When there is a child in the house, and the second maid unites the offices of nurse and waitress, her work must be divided differently. She may do the chamber-work, but she cannot be expected to wash the dishes unless the mother or some other member of the family assumes the care of the infant while the nurse is otherwise employed. Nor can she be held responsible for all the details that would fall to her were she waitress, pure and simple. When a nurse is employed as well as a waitress, her work is usually absolutely separate from that of the other maid. She may do sewing and the baby's washing, help make the beds, and lend a hand on the afternoons and evenings out of the other maids, but she has little or nothing to do with the general work of the house.

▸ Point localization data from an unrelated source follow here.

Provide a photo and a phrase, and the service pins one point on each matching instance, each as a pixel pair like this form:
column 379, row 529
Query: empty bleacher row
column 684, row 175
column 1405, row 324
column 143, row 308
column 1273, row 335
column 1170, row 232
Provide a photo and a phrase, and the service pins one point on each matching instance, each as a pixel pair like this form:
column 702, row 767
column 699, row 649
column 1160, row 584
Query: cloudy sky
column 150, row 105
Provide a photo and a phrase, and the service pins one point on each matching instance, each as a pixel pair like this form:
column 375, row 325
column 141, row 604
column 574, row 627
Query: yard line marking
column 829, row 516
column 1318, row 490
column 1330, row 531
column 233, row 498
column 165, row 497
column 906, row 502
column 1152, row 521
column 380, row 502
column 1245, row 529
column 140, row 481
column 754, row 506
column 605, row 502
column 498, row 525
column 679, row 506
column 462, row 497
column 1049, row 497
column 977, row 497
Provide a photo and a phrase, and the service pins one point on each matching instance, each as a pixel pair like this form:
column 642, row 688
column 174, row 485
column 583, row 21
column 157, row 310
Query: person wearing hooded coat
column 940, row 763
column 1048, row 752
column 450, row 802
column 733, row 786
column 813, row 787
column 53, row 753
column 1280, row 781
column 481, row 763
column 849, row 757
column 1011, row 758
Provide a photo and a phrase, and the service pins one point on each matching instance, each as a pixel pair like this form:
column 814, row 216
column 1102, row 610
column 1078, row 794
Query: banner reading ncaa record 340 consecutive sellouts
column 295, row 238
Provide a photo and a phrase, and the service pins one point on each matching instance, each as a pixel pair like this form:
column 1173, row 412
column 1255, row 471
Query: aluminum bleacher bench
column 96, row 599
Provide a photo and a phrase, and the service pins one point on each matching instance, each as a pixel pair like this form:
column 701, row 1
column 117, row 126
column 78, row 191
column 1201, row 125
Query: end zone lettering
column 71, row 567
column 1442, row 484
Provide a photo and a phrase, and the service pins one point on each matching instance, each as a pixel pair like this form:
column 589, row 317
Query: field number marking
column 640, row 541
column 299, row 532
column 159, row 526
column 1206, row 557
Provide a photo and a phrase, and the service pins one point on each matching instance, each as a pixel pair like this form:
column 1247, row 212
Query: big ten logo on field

If the cook has thus far received slighter attention than the waitress, it is because her work is so much more closely confined to one department that it requires less minute consideration. She prepares the meals, takes charge of the kitchen, cellar, and pantries, inspects the latter and the refrigerator every morning in company with the mistress of the house, and reigns supreme in the lower realms. In small families where two servants are employed the cook usually is laundress as well. In that case the waitress generally takes part of the cook's work on washing and ironing days, preparing the luncheon on those days, washing all the dishes, and keeping the kitchen in order. The waitress often assists with the fine ironing on Tuesday. Cook and waitress relieve each other on their days out. The cook waits on table when the waitress goes out and attends the door, unless the mistress chooses to do this herself. When the cook takes her holiday the waitress assumes her duties. When the housekeeper has a force of more than two servants the complications thicken, since with the introduction of each new maid comes more specialization. Unless the new servant is engaged because the family is so large that the work is too heavy for two maids, or because of the need of a special servant, as a nurse, the addition is usually due to increased elaboration in the way of living, and this, of course, subdivides specialization still more as well as raises the scale of wages. The "professed cook," who does nothing but cook and demands a helper or scullery-maid, gets higher pay than the general cook who does the washing and ironing or the one who may refuse to do laundry-work but yet undertakes all the labor of the kitchen. The waitress who understands the service of wines and is an adept at handling large dinners and luncheons, demands—and gets—large wages and feels her dignity to an extent that makes her cling tenaciously to the rights and privileges of her position.

The average American household which employs servants—and there is a surprisingly large proportion of the sum total who keep no servant at all—is contented with one, two, or, at the most, three servants. The third may be a nurse, as I have said, or a laundress, who, besides her washing and ironing, does the chamber-work and thus leaves the waitress free for her especial tasks in the dining-room and for the duties of a parlor-maid. The laundress may also wash windows or help in other cleaning. Or the third servant may be seamstress and chambermaid and have nothing to do with the dining-room or with the kitchen unless she fills one of these places on the "day off" of the regular incumbent.

In a book that deals with the work of the maid-servant it is not worth while to go into the duties of the man-servant or to touch upon the possibilities of change latent in the introduction of Japanese and Chinese service. That all has its part in the domestic labor problem, but this is not the opportunity for discussing this phase of the servant question.